The writing tends to be geared to people with data science or development experience, as I often gloss over building blocks (e.g. like the following is a Python list: [1, 2, 3], which is different a dictionary or set). That said, I do provide some high-level explanations where they might be useful or necessary for the less-technically-inclined reader. Doing so will hopefully fill in any gaps in grasping major concepts.
Lastly, this book includes a large number of code snippets. The official GitHub repo for book can be found at the following link: https://github.com/micahmelling/applied_data_science. However, the book includes many tutorials and examples not found in the repo. The repo simply presents the main components.
Many books have an overarching example, such as working on a consulting project for company XYZ to predict ABC. Though predictable, it’s pedagogically beneficially. In this book, we’ll build a model to predict if someone will cancel their subscription to a movie review website. Don't worry, be happy: More details about the data will be presented in the following chapters. That said, building a model to predict customer churn is a canonical data science project. I'd venture a guess that a large percentage of data science shops across the world perform customer churn modeling as one of their core services.
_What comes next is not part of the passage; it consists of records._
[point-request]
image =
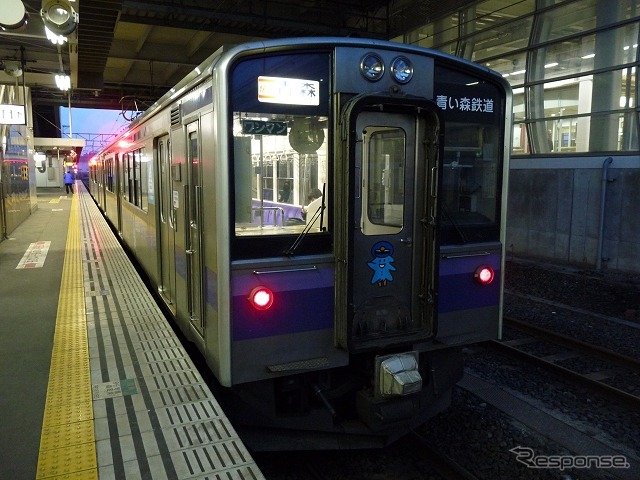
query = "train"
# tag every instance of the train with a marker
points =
(324, 219)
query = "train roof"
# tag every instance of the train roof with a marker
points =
(226, 54)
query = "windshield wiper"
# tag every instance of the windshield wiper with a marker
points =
(319, 213)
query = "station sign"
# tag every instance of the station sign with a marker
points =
(12, 115)
(288, 91)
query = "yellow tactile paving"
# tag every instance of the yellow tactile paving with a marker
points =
(67, 443)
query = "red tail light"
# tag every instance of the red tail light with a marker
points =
(484, 275)
(261, 298)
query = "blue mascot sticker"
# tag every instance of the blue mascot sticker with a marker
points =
(381, 264)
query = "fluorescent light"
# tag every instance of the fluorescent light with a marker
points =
(63, 82)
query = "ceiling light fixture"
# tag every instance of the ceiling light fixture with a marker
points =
(59, 17)
(53, 38)
(12, 68)
(13, 15)
(63, 82)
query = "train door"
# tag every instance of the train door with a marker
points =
(166, 222)
(193, 231)
(118, 160)
(392, 280)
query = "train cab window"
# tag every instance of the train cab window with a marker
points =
(281, 189)
(471, 187)
(279, 173)
(473, 149)
(383, 186)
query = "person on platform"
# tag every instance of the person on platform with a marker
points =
(68, 181)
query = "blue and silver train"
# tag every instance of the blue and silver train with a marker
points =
(324, 218)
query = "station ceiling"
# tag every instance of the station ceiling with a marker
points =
(125, 54)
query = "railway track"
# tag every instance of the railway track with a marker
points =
(580, 362)
(441, 464)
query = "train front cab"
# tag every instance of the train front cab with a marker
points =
(360, 290)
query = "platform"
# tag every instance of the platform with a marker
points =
(95, 382)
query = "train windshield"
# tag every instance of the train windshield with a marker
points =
(280, 168)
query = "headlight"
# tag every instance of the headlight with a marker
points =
(402, 69)
(372, 67)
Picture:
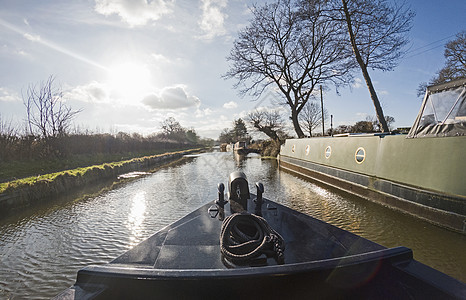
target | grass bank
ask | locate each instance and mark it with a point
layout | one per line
(17, 169)
(28, 191)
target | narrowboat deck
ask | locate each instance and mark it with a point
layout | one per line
(184, 260)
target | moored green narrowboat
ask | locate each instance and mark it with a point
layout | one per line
(422, 173)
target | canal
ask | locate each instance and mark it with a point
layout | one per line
(42, 250)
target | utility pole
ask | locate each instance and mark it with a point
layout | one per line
(331, 125)
(322, 107)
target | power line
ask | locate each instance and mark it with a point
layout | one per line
(425, 46)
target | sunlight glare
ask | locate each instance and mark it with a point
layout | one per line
(129, 80)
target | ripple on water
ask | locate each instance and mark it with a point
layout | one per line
(41, 253)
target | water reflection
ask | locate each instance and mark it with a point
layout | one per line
(136, 217)
(40, 253)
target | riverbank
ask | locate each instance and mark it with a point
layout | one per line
(21, 193)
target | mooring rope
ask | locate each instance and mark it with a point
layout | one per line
(246, 236)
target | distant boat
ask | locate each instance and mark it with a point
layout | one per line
(253, 248)
(422, 173)
(240, 148)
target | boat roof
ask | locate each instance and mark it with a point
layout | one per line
(443, 111)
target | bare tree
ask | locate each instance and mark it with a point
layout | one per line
(455, 63)
(172, 129)
(294, 54)
(47, 113)
(268, 122)
(311, 116)
(377, 32)
(376, 124)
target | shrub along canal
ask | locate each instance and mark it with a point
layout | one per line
(41, 250)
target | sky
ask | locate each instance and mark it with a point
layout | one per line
(130, 64)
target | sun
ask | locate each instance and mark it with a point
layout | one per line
(129, 80)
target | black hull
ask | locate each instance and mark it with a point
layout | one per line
(183, 261)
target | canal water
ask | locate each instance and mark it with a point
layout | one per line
(42, 250)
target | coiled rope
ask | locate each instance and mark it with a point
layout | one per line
(246, 236)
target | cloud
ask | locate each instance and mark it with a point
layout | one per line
(357, 83)
(135, 13)
(92, 92)
(32, 38)
(201, 113)
(212, 20)
(8, 96)
(171, 98)
(230, 105)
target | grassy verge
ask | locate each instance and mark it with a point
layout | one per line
(76, 172)
(13, 170)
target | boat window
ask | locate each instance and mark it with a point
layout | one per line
(328, 152)
(443, 111)
(360, 155)
(446, 107)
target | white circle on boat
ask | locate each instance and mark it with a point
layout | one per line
(360, 155)
(328, 152)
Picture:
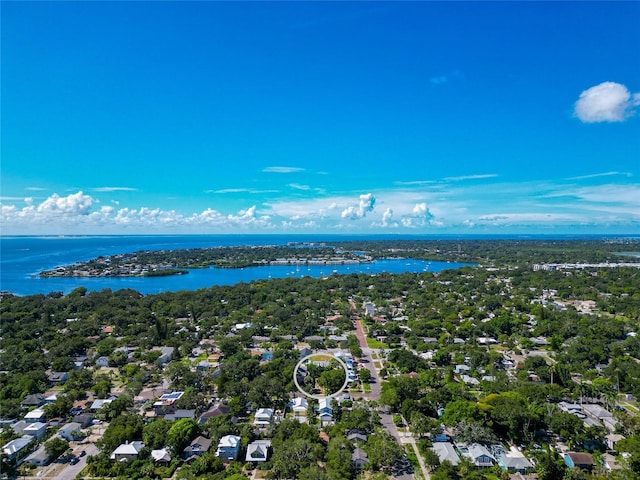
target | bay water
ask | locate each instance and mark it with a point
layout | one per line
(22, 258)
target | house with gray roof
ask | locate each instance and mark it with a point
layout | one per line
(18, 447)
(258, 451)
(478, 454)
(446, 452)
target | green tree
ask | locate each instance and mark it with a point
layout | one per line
(181, 433)
(332, 380)
(382, 450)
(154, 434)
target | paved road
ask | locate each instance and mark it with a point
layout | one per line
(71, 471)
(385, 418)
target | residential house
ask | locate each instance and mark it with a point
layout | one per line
(33, 400)
(469, 380)
(161, 456)
(369, 308)
(512, 461)
(299, 406)
(263, 417)
(216, 411)
(18, 447)
(166, 354)
(613, 439)
(596, 412)
(102, 361)
(35, 416)
(57, 377)
(446, 451)
(101, 402)
(258, 451)
(180, 414)
(166, 403)
(39, 458)
(70, 431)
(359, 458)
(610, 463)
(305, 351)
(19, 426)
(324, 405)
(84, 419)
(581, 460)
(127, 452)
(357, 435)
(36, 430)
(199, 446)
(228, 447)
(79, 361)
(479, 455)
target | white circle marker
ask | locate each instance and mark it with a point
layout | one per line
(323, 355)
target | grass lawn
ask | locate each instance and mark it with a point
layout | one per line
(373, 343)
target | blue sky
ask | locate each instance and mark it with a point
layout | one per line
(336, 117)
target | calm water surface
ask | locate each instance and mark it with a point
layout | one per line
(22, 258)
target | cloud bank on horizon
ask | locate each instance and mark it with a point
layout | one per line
(462, 210)
(274, 117)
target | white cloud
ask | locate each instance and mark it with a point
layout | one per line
(366, 205)
(114, 189)
(471, 177)
(297, 186)
(387, 218)
(607, 102)
(596, 175)
(414, 182)
(283, 169)
(252, 191)
(74, 204)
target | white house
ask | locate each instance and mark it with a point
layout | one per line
(36, 430)
(299, 407)
(263, 417)
(258, 451)
(479, 455)
(18, 447)
(39, 458)
(35, 416)
(127, 451)
(70, 431)
(446, 451)
(161, 456)
(228, 447)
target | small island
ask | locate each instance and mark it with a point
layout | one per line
(177, 262)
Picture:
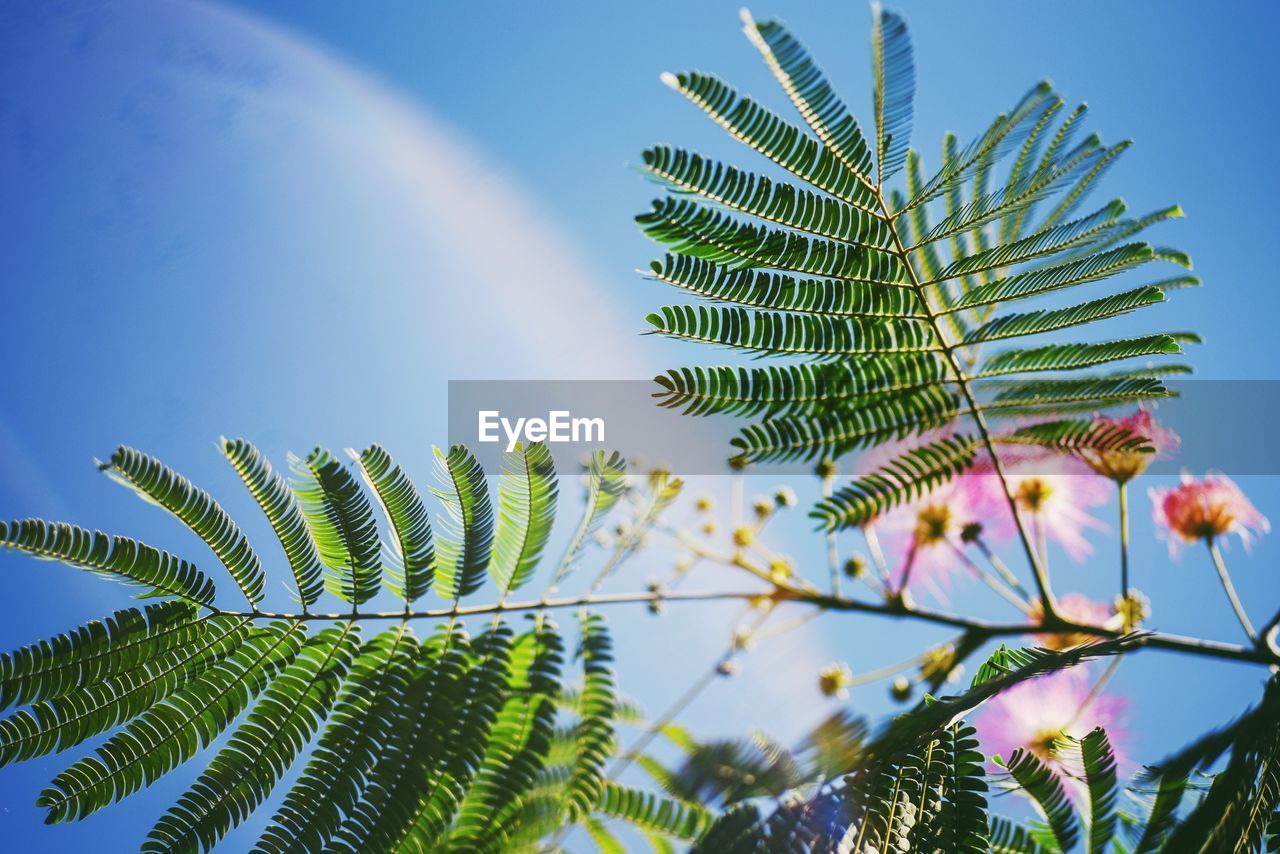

Likewise, if you search "churn" on the data science website kaggle.com, you'll see scores of data sets, discussions, and code samples surrounding the topic. As a nice bonus, if you Google something like "machine learning churn model", you'll get more than 3.8 million results. This is ubiquitous yet impactful application of data science.
Nothing in this book is confidential or from a proprietary source. A citations section is included at the end of each chapter. The content and examples in this book are broadly applicable and not coupled to any particular use case or environment. What I hope separates this book from other resources is that it brings together a large number of data science topics. If you search any individual topic in this book, you will find relevant theories, resources, examples, and discussions. However, I believe you will be hard-pressed to find a resource that brings together such a large collection of data science ideas and examples. My work is inspired by the open-source work of others. In today's world, data is proprietary. Due to the open-source movement, algorithms and methodologies are less so. With a tool like Python and access to the Internet, pretty much anybody can implement cutting-edge models and follow best practices.